Акбара встала с места и двинулась трусцой, ждать дальше было некогда. И все последовали за ней.

Все начиналось примерно так, как грезилось волчице, когда волчата были еще малы. И вот то время наступило – самая пора для групповых облав в степи. Пройдет еще немного времени, и с холодами одинокие волки сколотятся в волчьи артели и до конца зимы будут промышлять сообща.

Тем временем Акбара и Ташчайнар уже вели своих перворожденных на испытание, на первую для них великую охоту на сайгаков.

Волки шли, прилаживаясь к степи, то шагом, то трусцой, печатая на том нетронутом снегу цветы следов звериных как знаки силы и сплоченной воли, где пригибаясь шли среди кустов, а где скользили, как тени. И все теперь зависело от них самих и от удачи.

Акбара походя взбежала на один пригорок, чтобы оглядеться, и замерла, вглядываясь в дали синими глазами и запахи ветра перебирая нюхом. Великая саванна пробуждалась, насколько хватало глаз, в тумане легком виднелись стада сайгаков – то были крупные скопления поголовья с молодняком-годовиком, который отделялся в ту пору в новые стада. Тот год был приплодным для сайгаков, благоприятным и для волков.

Волчица задержалась на том взлобке, поросшем чием, чуть подольше: требовалось сделать выбор наверняка – определить по ветру, куда, в какую сторону податься, чтобы безошибочно начать охоту.

И именно в тот момент послышался вдруг странный гул откуда-то со стороны и сверху, какое-то гудение пошло над степью, но вовсе не похожее на громыхание грозы. Тот звук был совершенно незнаком, и он все рос и рос, так, что и Ташчайнар не удержался и тоже выскочил наверх к волчице, и оба попятились от страха – на небе что-то происходило, там появилась какая-то невиданная птица, чудовищно грохочущая, она чуть кособоко летела над саванной, едва не зарываясь носом, а за ней на отдалении летела еще одна такая же махина. Затем они удалились, и постепенно шум затих. То были вертолеты.
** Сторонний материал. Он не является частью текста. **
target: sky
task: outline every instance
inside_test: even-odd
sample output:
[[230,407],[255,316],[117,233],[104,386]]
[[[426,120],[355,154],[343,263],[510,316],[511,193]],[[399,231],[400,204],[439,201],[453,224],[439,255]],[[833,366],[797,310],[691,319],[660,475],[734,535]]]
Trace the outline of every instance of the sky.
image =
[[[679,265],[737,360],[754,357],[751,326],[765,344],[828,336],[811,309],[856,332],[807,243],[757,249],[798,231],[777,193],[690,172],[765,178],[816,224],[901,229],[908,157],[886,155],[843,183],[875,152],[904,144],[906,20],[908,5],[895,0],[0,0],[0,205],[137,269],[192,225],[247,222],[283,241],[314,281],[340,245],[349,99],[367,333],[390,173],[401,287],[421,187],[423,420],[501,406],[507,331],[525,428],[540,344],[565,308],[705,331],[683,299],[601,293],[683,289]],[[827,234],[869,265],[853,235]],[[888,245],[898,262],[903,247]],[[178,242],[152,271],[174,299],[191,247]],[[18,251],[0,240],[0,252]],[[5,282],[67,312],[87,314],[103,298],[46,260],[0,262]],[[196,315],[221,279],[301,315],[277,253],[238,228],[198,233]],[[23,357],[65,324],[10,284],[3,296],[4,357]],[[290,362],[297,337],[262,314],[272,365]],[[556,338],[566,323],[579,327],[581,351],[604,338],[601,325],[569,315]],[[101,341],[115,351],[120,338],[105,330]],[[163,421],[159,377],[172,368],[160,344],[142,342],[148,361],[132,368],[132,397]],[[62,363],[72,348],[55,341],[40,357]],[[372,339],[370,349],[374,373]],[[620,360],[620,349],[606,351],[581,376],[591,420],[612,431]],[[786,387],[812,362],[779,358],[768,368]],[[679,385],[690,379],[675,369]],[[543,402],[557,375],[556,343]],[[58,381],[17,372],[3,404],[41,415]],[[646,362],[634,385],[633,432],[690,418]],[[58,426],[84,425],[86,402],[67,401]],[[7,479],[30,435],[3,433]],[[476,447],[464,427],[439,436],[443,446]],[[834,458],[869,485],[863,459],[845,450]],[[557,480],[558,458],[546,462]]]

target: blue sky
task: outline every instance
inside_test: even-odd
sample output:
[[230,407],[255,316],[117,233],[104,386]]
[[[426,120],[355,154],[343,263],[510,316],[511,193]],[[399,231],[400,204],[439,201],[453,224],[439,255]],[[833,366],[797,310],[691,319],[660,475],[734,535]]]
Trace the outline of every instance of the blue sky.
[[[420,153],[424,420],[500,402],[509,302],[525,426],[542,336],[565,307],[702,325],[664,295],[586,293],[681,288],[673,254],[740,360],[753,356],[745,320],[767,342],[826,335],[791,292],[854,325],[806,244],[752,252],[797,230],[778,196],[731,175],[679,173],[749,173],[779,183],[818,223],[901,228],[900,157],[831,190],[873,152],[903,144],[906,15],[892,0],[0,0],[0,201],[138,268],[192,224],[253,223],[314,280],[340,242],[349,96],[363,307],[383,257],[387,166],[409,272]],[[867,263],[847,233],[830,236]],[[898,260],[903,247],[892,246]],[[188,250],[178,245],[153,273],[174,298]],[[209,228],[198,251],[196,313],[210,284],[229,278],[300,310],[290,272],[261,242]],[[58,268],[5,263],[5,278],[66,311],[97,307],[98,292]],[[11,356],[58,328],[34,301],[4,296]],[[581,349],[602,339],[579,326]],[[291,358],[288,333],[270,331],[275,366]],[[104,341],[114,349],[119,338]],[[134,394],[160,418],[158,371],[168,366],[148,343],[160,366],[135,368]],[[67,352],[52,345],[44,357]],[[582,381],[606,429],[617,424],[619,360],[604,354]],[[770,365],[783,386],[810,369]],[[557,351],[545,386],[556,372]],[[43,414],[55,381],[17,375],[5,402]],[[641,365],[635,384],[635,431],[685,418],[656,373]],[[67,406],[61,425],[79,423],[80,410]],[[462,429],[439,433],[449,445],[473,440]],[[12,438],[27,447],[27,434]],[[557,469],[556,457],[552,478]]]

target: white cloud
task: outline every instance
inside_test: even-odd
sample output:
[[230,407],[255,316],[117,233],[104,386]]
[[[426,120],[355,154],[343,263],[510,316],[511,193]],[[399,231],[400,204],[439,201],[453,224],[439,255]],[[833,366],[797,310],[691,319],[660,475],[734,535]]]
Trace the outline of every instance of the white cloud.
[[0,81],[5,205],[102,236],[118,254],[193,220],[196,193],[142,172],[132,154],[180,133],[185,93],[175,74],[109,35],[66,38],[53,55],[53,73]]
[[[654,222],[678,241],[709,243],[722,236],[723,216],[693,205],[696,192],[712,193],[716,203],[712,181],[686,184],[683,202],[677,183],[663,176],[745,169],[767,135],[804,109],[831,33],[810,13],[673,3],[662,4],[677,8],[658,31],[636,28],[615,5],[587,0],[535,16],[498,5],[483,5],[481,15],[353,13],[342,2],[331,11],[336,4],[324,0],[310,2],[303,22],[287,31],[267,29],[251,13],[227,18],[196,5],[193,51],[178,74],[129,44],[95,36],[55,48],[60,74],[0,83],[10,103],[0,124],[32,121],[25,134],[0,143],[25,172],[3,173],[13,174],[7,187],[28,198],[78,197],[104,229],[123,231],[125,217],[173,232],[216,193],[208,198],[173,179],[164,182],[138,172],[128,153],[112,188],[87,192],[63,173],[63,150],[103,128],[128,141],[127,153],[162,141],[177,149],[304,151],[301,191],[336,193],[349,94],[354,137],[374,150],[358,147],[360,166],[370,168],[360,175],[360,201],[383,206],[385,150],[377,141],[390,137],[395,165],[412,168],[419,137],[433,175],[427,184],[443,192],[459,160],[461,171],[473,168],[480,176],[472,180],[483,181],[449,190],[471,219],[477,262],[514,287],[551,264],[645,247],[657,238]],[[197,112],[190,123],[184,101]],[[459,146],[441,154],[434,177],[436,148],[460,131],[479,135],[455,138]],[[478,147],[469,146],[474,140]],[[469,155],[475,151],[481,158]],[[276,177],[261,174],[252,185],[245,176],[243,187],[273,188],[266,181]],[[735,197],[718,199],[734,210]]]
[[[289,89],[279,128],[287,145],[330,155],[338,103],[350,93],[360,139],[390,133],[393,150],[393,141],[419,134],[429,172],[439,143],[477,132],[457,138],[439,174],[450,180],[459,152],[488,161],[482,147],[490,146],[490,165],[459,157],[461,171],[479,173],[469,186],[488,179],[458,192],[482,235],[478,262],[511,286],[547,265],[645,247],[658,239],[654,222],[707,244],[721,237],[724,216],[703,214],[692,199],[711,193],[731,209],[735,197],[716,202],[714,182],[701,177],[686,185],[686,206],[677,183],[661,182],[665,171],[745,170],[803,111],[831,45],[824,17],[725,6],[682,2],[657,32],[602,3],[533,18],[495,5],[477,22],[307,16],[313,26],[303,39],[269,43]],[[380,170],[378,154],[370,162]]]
Итак, два вертолета пересекли небо Моюнкумов, как рыбы, не оставляющие следов в воде. Однако ни наверху, ни внизу ничто не изменилось, если не считать того факта, что то была разведка с воздуха, что в эфир в тот час шли открытым текстом радиосообщения пилотов о том, что они видели и где, в каких квадратах, какие есть подъездные пути по Моюнкумам для вездеходов и прицепных грузовиков…

А волки, что ж, какой с них спрос, пережив сиюминутное смятение, они вскоре забыли о вертолетах и снова затрусили по степи к сайгачьим урочищам, не ведая ни сном ни духом, поскольку им то не дано, что все они, все обитатели саванны, уже замечены, уже отмечены на картах в пронумерованных квадратах и обречены на массовый отстрел, что их погибель уже спланирована, и скоординирована, и уже катится к ним на многочисленных моторах и колесах…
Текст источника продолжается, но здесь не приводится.